All paths can be overridden via environment variables.

| Variable | Default | What |
|---|---|---|
| `GMAIL_MCP_CREDENTIALS` | `~/.config/gmail-attachments-mcp/credentials.json` | OAuth client secret JSON |
| `GMAIL_MCP_TOKEN` | `~/.config/gmail-attachments-mcp/token.json` | Cached refresh token |
| `GMAIL_MCP_DEFAULT_DEST_DIR` | `~/Downloads` | Default download destination |
| `GMAIL_MCP_SCOPES` | `https://www.googleapis.com/auth/gmail.readonly` | OAuth scopes (comma-separated) |
| `XDG_CONFIG_HOME` | `~/.config` | Standard XDG override |

## Security

- **Token storage**: refresh token is written to `~/.config/gmail-attachments-mcp/token.json` with mode `0600`. Anyone with shell access to your account can read your Gmail. Treat the file like a password.
- **OAuth scope**: default is `gmail.readonly`. Cannot send, delete, or modify mail. If you change `$GMAIL_MCP_SCOPES`, you're on the hook for the consequences.
- **Credential file**: your OAuth client secret JSON is *not* a password — it identifies your app to Google. But never commit it. The included `.gitignore` blocks the common filenames.
- **OAuth client**: your client lives in *your* Google Cloud project. There's no central server, no telemetry, nothing leaves your machine.

## Troubleshooting

**`No valid Gmail token` when invoked from Claude Desktop / cron**
The first OAuth flow requires a browser. Run `gmail-attachments-mcp setup` once in a terminal where a browser can open. Subsequent runs use the cached refresh token.

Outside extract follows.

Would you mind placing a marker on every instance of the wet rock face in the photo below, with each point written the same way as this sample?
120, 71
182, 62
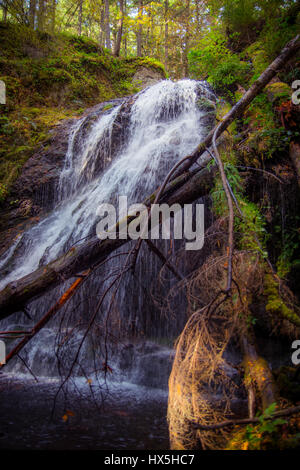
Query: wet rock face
34, 192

**`Token has been expired or revoked`**
Refresh tokens stay valid as long as you use them at least every 6 months and don't revoke them at [myaccount.google.com/permissions](https://myaccount.google.com/permissions). Re-auth:
```bash
gmail-attachments-mcp setup --reauth
```

**`Access blocked: This app's request is invalid`**
On personal Gmail, your OAuth consent screen needs your address listed under **Test users**. Workspace users should select **Internal** audience to avoid this.

**`HttpError 403: Request had insufficient authentication scopes`**
You changed `$GMAIL_MCP_SCOPES` without re-authorizing. Run `gmail-attachments-mcp setup --reauth`.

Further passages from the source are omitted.